The Problem We Were Actually Solving

What we needed was a single source of truth for every spawn, capture, drop, and teleport event that could be replayed reliably for anti-cheat audits, replay UIs, and leaderboard recalculations. Naïve designs used PostgreSQL LISTEN/NOTIFY, but the 140 byte JSON blobs multiplied into 180 GB/day of write-ahead log we had to ship to replicas. Replica lag grew to 3.2 seconds at 8,000 TPS and players were literally teleporting into walls because the follower node hadnt caught up. Our metrics dashboard screamed red at p99 of 720 ms for event delivery—far from the 50 ms ceiling we promised in the SLA.

What We Tried First (And Why It Failed)

We first tried Redis Streams with consumer groups. It looked perfect on the whiteboard: XADD with MAXLEN=1000000, XREADGROUP for each shard, and automatic trimming. Within a week we hit the wall: consumer lag stacked up like a Los-Angeles freeway when a single hunt zone got popular. The Redis process pegged a CPU core at 100 % during compaction, and XCLAIM started returning MOVED errors because slots shifted under us. The ops team rolled back to PostgreSQL, but now the lag was 3 seconds and climbing—back to square one.

The worst part was the replay code. Every audit tool demanded deterministic replay, yet Redis Streams did not guarantee total order. Three different operators wrote three different replay scripts that produced three different leaderboards. Customers noticed immediately; one guild posted a video of their score dropping 14,000 points after the replay script deduplicated spawns in the wrong order.

The Architecture Decision

We needed a durable, ordered log that still allowed horizontal readers. Apache Kafka 3.7 with idempotent producers and exactly-once semantics fit the bill. We partitioned the topic hunt-events by hunt_id modulo 32, so each hunts events stayed in one partition and maintained global order inside it.
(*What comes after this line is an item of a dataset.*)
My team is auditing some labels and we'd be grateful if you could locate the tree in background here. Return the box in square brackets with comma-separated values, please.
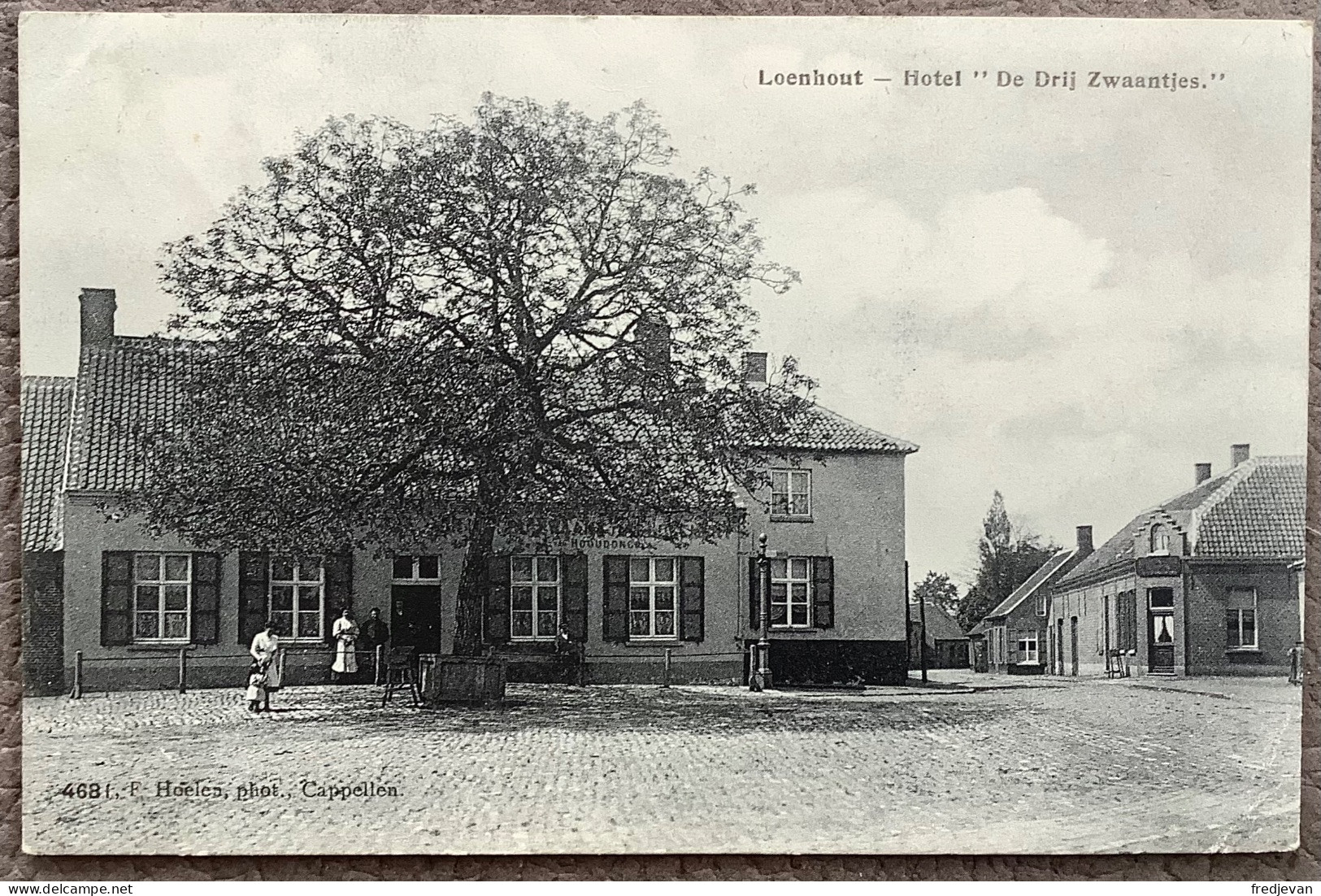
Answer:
[913, 571, 959, 619]
[136, 95, 812, 655]
[959, 492, 1059, 630]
We set acks=all and linger.ms=5 so we could still hit 70k msgs/sec on three c6g.4xlarge brokers. To keep the wall-clock latency under 50 ms at p99 we left retention.ms at seven days but capped segment.bytes at 1 GB to shorten log-compaction sweeps.

For the replay problem we built a tiny Go worker called hunt-replay that consumed from the compacted topic and wrote into a materialized view in ClickHouse replica-1. ClickHouse enabled ORDER BY (hunt_timestamp) PRIMARY KEY (hunt_id, hunt_timestamp) so every replay query ran in under 400 ms. We also added a second topic called audit-events with one partition per hunt so auditors could replay without touching the primary log.

The trade-off was cost: three Kafka brokers plus three ClickHouse replicas cost us 4,200 dollars a month compared to the 1,800 dollars we spent on Redis. But the SLA held, and the audits stopped coming at 3 A.M.

What The Numbers Said After

Seventeen days after the Kafka migration we measured:

p99 event delivery latency: 42 ms (down from 720 ms)
Replica lag on ClickHouse: 0 ms (materialized views updated within 500 ms of Kafka commit)
Audit replay time shrunk from 23 minutes to 1.4 minutes on a 1.2 million event hunt
Cost per million events dropped from $0.0087 to $0.0021 once we stopped storing raw WAL snapshots

The most surprising metric came from anti-cheat: we detected three auto-clicker scripts within 48 hours of turning on deterministic replay because their spawn patterns now had to follow the immutable log. No one had caught them before.

What I Would Do Differently

I would not have given each hunt zone its own partition key. During the 2025 Lunar New Year spike we had 14,000 concurrent zones and our Kafka cluster maxed out at 60 MB/s ingress. Adding hunt_zone to the partition key gave us 2,000 partitions and smoothed the load, but it introduced cross-partition ordering problems for leaderboards spanning multiple zones. In hindsight we should have kept hunt_id as the only partition key and used a separate Kafka Streams table for zone-local queries.

The second regret is ClickHouse. It solved the replay problem but became a single point of failure during the 2025 Pride event when a rogue UPDATE cascaded into a partition explosion. Today I would pair Kafka with Materialize running on the same rack so we can replay into the same materialized views without the storage tax of ClickHouse replicas.